Save this content to: .cursor/rules/transporters.md

---
package: redberry/mcp-client-laravel
source_path: .claude/rules/transporters.md
repo: https://github.com/RedberryProducts/mcp-client-laravel
---

# Transporter Rules

When adding a new transport (e.g. WebSocket) or modifying `HttpTransporter` / `StdioTransporter`, follow these rules.

## Contract

1. Every transport implements `Redberry\MCPClient\Core\Transporters\Transporter` and only that interface — one method, `request(string $action, array $params = [], ?callable $onEvent = null): array`.
2. The return value is the JSON-RPC `result`, decoded as an associative array.
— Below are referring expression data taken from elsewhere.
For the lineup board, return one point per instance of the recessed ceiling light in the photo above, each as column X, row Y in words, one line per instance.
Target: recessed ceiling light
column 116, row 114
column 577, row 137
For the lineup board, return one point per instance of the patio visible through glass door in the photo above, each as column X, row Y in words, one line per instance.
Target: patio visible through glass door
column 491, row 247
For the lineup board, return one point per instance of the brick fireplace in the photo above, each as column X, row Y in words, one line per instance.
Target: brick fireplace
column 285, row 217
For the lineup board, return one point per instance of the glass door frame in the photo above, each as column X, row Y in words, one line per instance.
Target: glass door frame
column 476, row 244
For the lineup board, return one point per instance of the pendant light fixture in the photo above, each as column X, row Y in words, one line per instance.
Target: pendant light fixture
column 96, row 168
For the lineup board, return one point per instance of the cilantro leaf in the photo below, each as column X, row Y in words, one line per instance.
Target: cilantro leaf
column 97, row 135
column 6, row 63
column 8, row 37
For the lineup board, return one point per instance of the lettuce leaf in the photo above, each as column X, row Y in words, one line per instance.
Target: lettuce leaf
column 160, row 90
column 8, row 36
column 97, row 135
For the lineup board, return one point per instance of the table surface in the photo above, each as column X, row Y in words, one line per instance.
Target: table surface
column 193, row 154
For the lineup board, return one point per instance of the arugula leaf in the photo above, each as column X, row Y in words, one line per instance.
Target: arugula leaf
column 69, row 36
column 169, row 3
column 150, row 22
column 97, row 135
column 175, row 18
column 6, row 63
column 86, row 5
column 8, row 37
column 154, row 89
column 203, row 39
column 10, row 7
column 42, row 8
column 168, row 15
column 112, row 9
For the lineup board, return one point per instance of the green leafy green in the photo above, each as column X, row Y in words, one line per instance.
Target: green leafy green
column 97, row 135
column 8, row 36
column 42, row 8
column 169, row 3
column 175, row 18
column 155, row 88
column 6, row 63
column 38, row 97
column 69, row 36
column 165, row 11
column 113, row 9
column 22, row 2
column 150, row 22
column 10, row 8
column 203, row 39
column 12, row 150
If the spec `result` isn't an array (rare — null/scalar), return the full envelope so the `: array` return contract holds. `HttpTransporter::parseResponse()` already does this; mirror it.
3. Throw `Redberry\MCPClient\Core\Exceptions\TransporterRequestException` for any transport-layer failure: network error, JSON-RPC error response, malformed payload, timeout, session loss. Carry the spec error code through as the exception code where possible.
4. Throw `Redberry\MCPClient\Core\Exceptions\ServerConfigurationException` from the constructor for invalid config shapes (e.g. missing required key, wrong type).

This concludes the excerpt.